Chacun des deux grands partis américains prétend que la démocratie périra s'il ne l'emporte pas le 8 novembre prochain lors des élections de mi-mandat. Car son adversaire ne défend pas seulement des idées impraticables ou répréhensibles; c'est un ennemi, un corps étranger, immoral et subversif (1). Autrefois réservée aux Indiens, aux Noirs et aux communistes, cette mécanique mentale paranoïaque cible à présent des dizaines de millions de « déplorables », de « semi-fascistes », de « totalitaires ». Républicains selon les démocrates, démocrates selon les républicains. Des références aux années 1930, aux affrontements entre chiites et sunnites ou à la guerre de Sécession envahissent le discours politique.
Chaque matin, de très nombreux Américains reçoivent sur leur boîte mail des dizaines de messages non désirés rédigés avec des couleurs vives et en lettres majuscules. Côté démocrate, le 18 septembre dernier : « Il nous faut 20 000 signatures avant 11 h 59. Signez pour que Donald Trump soit arrêté. Nous sommes TOUT PRÈS de livrer Trump à la JUSTICE. Mais nous avons besoin d'un ÉNORME soutien public pour y parvenir. » Le lendemain, réplique du principal intéressé : « Les entreprises radicales de la Big Tech essaient de nous FAIRE TAIRE. Leurs partenaires corrompus des médias mainstream s'acharnent à censurer les républicains. Pour épargner à notre pays le programme socialiste radical de la gauche, il faut élire au Sénat des républicains America First [c'est-à-dire soutenus par M. Trump]. »
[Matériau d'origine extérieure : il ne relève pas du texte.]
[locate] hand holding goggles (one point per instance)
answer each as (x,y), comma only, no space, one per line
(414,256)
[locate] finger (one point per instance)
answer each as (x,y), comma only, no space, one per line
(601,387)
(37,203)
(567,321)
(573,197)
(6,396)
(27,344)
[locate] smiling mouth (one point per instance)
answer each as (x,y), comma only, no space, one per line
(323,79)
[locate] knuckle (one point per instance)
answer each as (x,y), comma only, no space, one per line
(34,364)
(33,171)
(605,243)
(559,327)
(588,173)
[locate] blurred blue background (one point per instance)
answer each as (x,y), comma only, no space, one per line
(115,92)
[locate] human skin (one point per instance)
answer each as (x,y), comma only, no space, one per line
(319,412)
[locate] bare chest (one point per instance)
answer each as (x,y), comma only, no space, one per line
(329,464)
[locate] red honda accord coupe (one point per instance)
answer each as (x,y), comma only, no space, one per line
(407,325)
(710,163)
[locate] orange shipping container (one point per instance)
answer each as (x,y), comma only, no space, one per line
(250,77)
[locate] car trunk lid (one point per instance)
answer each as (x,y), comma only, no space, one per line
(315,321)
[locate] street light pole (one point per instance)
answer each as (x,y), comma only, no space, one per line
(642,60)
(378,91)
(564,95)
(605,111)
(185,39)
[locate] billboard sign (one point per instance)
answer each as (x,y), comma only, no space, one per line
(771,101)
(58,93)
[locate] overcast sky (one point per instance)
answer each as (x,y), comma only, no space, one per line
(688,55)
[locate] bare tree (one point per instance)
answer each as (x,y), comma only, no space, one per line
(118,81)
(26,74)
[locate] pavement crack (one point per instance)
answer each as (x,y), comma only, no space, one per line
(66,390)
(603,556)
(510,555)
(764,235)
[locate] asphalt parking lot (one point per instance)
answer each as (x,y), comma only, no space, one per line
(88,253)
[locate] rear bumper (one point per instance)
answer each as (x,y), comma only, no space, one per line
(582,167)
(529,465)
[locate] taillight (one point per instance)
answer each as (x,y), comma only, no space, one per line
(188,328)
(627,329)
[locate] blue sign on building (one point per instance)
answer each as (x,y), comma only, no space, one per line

En août dernier, le président Joseph Biden a convié un panel d'universitaires et d'essayistes. Dont l'historien Michael Beschloss, qui inspire certains discours de la Maison Blanche. Depuis l'assaut contre le capitole, il explique un peu partout : « Nous vivons tous le danger existentiel que notre démocratie et les autres démocraties dans le monde soient détruites (2). » L'analyse servira de thème de campagne aux démocrates en 2024, ce qui leur permettra d'associer le combat contre M. Trump à celui contre la Russie et la Chine.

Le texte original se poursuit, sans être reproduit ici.